Naturally, I agree with you. Right now I'm feeling great and not artistic--so I'm going to do some cartooning or just play some music out of a book. But I am laughing, because I must have been tired. My words above are a bit mixed up. *laugh* What I meant to say is this: Depression and the blues seem to carve a path for my best work, whether it be writing stories, poetry, and music or painting. When I am angry, I write some mad poetry, my vocabulary doubles.


----------



## WardRhiannon (Feb 1, 2012)

As someone who loves writing, but struggles to write everyday, I'm certainly not short of ideas. Most of my ideas come from imagining or interpreting things that go in shows or books or even in different scenarios I concoct in my head. I draw upon some of my experiences to create scenes or atmospheres or to put myself into my characters' shoes, but most of the time it's all made up.


----------



## ewerk (Sep 22, 2012)

I can completely understand and relate to what you're friend is going through. Although I always wanted to write books when I was young I shoved it aside and developed my analytical abilities more throughout my life. I just sort of forgot that I wanted to write. I even went to a top graduate school for journalism and dropped out because I didn't want to write the stories after I did the reporting part. But then something truly amazing happened. I created a business helping women find their calling which is a true expression of me and my life experiences. And then I was forced to write on my blog. Not just one or two articles but many and often. When I started writing it all poured out of me suddenly. Why? Because it was my life and my story that I wanted to share and it just flowed unlike trying to force myself to write an article as a journalist. I just needed to find my topic and then my voice started to come out. And when people read it they told me it spoke directly to them and sounded uniquely me. And the writing continues to improve and flow out the more I do it. It's just flexing a muscle. Once you find your subject and work at it your voice continues to hone itself. I cannot wait to see my evolution in a few years. I know it will get better and better as I grow as person. The other thing I want to add here is that it's important to be authentic. Once you connect with your vulnerability and write from that place it can touch and inspire so many people. And I continue to work at it. I aspire to unleash this powerful and vulnerable voice that will someday inspire a movement.


----------



## Pom87 (Apr 7, 2012)

I got into writing in 2008. It felt good and I wrote some short stories but nothing more came of it. But the feeling it gave me always stayed inside. As I continued my normal life I always felt that something was missing.

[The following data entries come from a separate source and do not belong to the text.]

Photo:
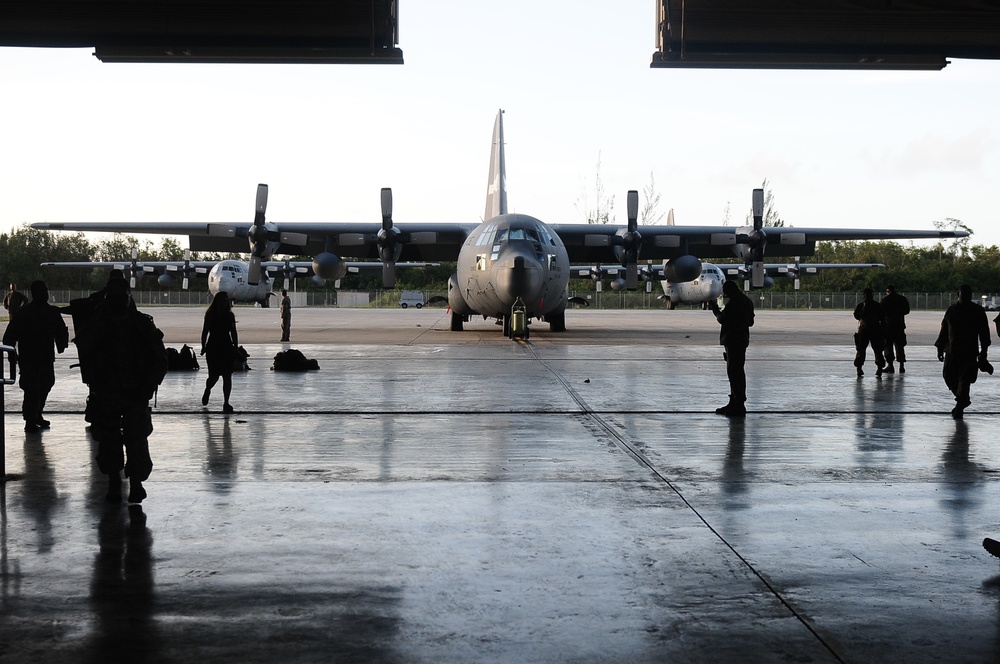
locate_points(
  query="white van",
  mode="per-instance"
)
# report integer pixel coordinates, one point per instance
(411, 299)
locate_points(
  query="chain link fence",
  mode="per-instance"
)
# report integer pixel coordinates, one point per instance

I started getting more serious about it in 2010, writing about 250 ( horrible ) poems and several short stories, but still did I not write enough.

In 2011 I dedicated myself to finding my style, reading about 50 books, re-studying grammar and the correct format and editing of a story. Of course I kept writing but never with the discipline as most of your well known authors do, every single day of the year.

I have been working for a year and saved up enough money, in the first quarter of 2013 I will travel to Sweden and finish my novel that I have been working on. I have been deliberately 'saving' it to finish it there. I went on vacation there earlier this year, and like some of you said here: it is important that you go where you can find your creativity. I wrote more stories in the three weeks I spend in Sweden than I did earlier during the whole year. It freed something inside me, not being home and in another place. I cannot wait to go there again.

As for tips; it is all about discipline. You have to force yourself to write, and even though you might love it, you will find that sometimes it is difficult to commit yourself to doing so. While my friends have gone to Uni after we graduated from college, I choose to focus on writing. A bold move and I never talk about it to anyone except for a close select group of people. The rest thinks that I am just locking myself in my home and playing video games all day. It is a hard mask to keep up for the outside world cause talking about writing will meet you with ridicule. Also does it bring an uncertain future for the many people that choose writing as a profession only so many can make a living out of it.

Still the feeling remains, and it is the only feeling that has ever struck me as so, as something that I must do.


----------